Evaluation of local and circulating osteopontin in malignant and benign primary bone tumors

Highlights • The higher OPN mRNA and protein expression in patients with primary bone cancer. • The serum OPN differentiate the patients from the controls with 100% sensitivity. • The OPN local and circulating level was correlated with bone tumor severity.

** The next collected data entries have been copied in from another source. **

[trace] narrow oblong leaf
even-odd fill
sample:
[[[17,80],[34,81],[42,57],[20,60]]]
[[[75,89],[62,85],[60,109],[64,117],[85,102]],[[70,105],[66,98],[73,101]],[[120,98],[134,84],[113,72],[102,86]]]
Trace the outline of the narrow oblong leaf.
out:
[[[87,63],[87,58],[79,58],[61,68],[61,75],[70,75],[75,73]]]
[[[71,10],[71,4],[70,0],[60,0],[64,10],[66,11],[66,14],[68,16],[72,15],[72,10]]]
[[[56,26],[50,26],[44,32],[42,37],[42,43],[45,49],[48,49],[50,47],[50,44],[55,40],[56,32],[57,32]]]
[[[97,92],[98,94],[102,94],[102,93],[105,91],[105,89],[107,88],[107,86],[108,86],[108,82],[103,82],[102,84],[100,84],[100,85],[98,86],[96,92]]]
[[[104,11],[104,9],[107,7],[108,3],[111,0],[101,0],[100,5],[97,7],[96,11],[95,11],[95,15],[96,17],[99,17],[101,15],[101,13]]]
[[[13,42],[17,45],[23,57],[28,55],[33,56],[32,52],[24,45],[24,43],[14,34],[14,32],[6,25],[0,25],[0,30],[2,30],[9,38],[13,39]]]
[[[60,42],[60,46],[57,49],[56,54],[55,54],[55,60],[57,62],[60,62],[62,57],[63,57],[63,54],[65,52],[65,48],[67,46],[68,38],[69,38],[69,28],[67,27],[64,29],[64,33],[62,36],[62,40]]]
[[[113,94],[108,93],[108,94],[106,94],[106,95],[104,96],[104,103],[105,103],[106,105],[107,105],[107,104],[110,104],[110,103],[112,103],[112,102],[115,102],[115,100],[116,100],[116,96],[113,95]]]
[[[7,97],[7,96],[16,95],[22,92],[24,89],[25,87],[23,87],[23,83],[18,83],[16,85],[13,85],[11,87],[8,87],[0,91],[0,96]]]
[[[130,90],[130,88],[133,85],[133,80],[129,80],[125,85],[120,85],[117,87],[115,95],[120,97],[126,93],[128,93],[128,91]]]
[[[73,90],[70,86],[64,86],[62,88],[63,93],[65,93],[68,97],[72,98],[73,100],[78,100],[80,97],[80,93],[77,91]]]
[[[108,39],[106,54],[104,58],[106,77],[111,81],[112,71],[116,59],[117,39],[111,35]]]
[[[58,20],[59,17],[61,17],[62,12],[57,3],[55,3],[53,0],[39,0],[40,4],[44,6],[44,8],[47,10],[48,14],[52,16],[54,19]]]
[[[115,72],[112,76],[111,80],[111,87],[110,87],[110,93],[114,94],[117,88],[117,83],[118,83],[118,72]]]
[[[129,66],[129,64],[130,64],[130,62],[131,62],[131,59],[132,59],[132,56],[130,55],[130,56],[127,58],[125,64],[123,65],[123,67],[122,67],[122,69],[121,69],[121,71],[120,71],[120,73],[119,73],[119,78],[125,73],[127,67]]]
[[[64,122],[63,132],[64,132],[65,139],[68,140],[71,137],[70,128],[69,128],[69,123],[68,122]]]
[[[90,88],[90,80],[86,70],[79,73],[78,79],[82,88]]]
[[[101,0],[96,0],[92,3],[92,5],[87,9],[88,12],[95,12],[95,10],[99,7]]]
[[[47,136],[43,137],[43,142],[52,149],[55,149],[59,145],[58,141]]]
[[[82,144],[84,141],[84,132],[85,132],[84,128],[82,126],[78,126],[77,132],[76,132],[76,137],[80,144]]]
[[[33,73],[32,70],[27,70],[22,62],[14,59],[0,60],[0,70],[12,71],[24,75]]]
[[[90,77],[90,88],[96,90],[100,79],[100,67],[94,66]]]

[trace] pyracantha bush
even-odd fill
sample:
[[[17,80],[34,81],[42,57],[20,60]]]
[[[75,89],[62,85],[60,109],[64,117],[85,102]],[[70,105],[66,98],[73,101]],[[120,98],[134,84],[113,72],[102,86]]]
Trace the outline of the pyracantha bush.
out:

Purpose The development of novel and efficient biomarkers for primary bone cancers is of grave importance. Methods The expression pattern of osteopontin (OPN) was investigated in the 153 patients with benign (n = 72) and malignant (n = 81) primary bone cancers. Both local and circulating OPN mRNA expression levels and their protein concentration in serum and tumor site were assessed using real-time qRT-PCR, ELISA, and immunohistochemistry techniques, respectively. As a control, 29 healthy individuals were considered. The number of 153 tumor tissue specimens and the 153 paired margins were taken on surgical resection from the patients. 153 blood samples were also drained from all participants, then peripheral blood mononuclear cells (PBMC) and sera were separated. Results The mean mRNA expression was significantly higher in all of the cancerous tissues than the paired margins and the PBMC of the patients than the controls. Consistently, the protein concentrations of OPN in serum and tumor tissues were significantly higher in the patients. Furthermore, the malignant cases had significantly elevated the mRNA levels and the protein compared to the benign cases. OPN could potentially differentiate the patients from the controls with 100% sensitivity and specificity in serum. Moreover, OPN could predict some of the malignant cases' clinicopathological features, including metastasis, recurrence, grade, and response to chemotherapy. Conclusions In conclusion, OPN might be involved in the pathogenesis of primary bone tumors and can be considered as a potential biomarker to bone cancer diagnosis.